1月14日~15日はいわゆる小正月です。15日を小正月とすることが多いかもしれませんが、行事的な感覚でいうと、この辺りでは14~15日です。
1月14日の夕方に行われるのが「鳥追い」。「鳥追い」とは、文字通り、鳥を追い払うこと。農村では害鳥に荒らされ農作物が被害を受けるのは困ったことなので、「鳥追い」でもって豊作の祈願をしたわけです。
といっても、今や、実際に行っている家はわずかでしょう。我が家はそのわずかなうちの一軒です。
正月の松飾りをはずし、しめ縄で家の裏山の御神木とおぼしき杉の木に括り付け、納めます。そして、松飾りを納めに行くときに、大声で「ヤー、ホイ、ホイ、ホイ」と繰り返し叫び、鳥を追い払うのです。子供の頃、父に連れられて「おまえも叫べ」と言われ、必死に叫んだのが懐かしく思い出されます。しかし、松飾りを納めるのは同じですが、いつからか大声で叫ぶのはやらなくなりました。
当地方で、一般的に行われているのは「どんと祭」です。神社の境内や広場で松飾りなどを燃やす風習で、方々で行われています。私もほんの一時期ですが、それに参加したことがあります。たまたまですが、あまり良くないことがあったりして精神的にも落ち着かず、もとの「鳥追い」に戻りました。
今日は、午後も早いうちに松飾りを納めました。
まず、松飾りをすべて下ろします。
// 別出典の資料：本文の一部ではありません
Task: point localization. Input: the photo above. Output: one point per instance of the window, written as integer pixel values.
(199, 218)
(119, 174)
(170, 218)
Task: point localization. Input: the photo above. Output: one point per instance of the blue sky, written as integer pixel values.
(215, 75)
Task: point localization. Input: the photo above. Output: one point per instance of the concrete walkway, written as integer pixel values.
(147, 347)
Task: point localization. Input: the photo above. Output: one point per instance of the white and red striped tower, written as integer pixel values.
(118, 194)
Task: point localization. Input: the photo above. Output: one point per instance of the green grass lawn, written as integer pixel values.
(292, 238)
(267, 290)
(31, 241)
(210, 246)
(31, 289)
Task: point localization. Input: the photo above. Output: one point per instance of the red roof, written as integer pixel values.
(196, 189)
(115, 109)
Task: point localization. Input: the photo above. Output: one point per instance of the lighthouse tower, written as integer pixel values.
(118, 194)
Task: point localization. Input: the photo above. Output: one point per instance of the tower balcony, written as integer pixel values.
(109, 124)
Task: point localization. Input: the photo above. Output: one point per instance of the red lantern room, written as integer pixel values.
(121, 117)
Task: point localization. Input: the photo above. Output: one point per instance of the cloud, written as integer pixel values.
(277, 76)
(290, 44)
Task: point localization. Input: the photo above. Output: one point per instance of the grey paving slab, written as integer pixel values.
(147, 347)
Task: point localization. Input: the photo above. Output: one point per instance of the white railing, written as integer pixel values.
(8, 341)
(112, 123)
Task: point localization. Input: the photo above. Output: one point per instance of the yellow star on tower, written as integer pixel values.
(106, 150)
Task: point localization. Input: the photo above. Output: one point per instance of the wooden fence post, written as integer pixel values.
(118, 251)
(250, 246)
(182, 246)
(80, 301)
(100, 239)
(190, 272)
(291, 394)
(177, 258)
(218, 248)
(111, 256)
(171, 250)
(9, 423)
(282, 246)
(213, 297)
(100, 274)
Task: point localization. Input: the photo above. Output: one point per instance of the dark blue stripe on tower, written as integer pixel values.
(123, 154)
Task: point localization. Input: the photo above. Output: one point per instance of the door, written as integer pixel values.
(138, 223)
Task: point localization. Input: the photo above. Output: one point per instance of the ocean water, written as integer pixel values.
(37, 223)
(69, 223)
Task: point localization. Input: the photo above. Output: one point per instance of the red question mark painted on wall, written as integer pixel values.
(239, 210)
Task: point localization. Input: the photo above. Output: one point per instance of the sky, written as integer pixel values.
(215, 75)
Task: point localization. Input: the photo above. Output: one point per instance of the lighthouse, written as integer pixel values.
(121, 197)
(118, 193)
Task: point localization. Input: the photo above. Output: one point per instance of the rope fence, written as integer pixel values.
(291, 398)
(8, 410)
昨年の古い神棚の飾りものは、大晦日に山の神のほこらに納めているので、たいした量ではありません。
御神木役の杉の木は、以前の木が太くなりすぎて括り付けるのが困難になり、しばらく前から今の木に変わりました。
古い松飾りはすっかり朽ちていますが、昨年のはしめ縄がまだ残っています。
その上に今年の松飾りを括り付けます。
「鳥追い」の「ヤー、ホイ、ホイ、ホイ」は誰にも聞こえないような小さな声で言います。これを大声で言ったりしたら、気が触れたと思われてしまいますから。
これでは鳥を追い払うことにはなりませんが、心の中では色んなことを念じているのです。
床の間の掛け軸も通常のものに掛け替えました。生け花はそのまま残しておきます。多分、梅が開花するまで持ってくれると思います。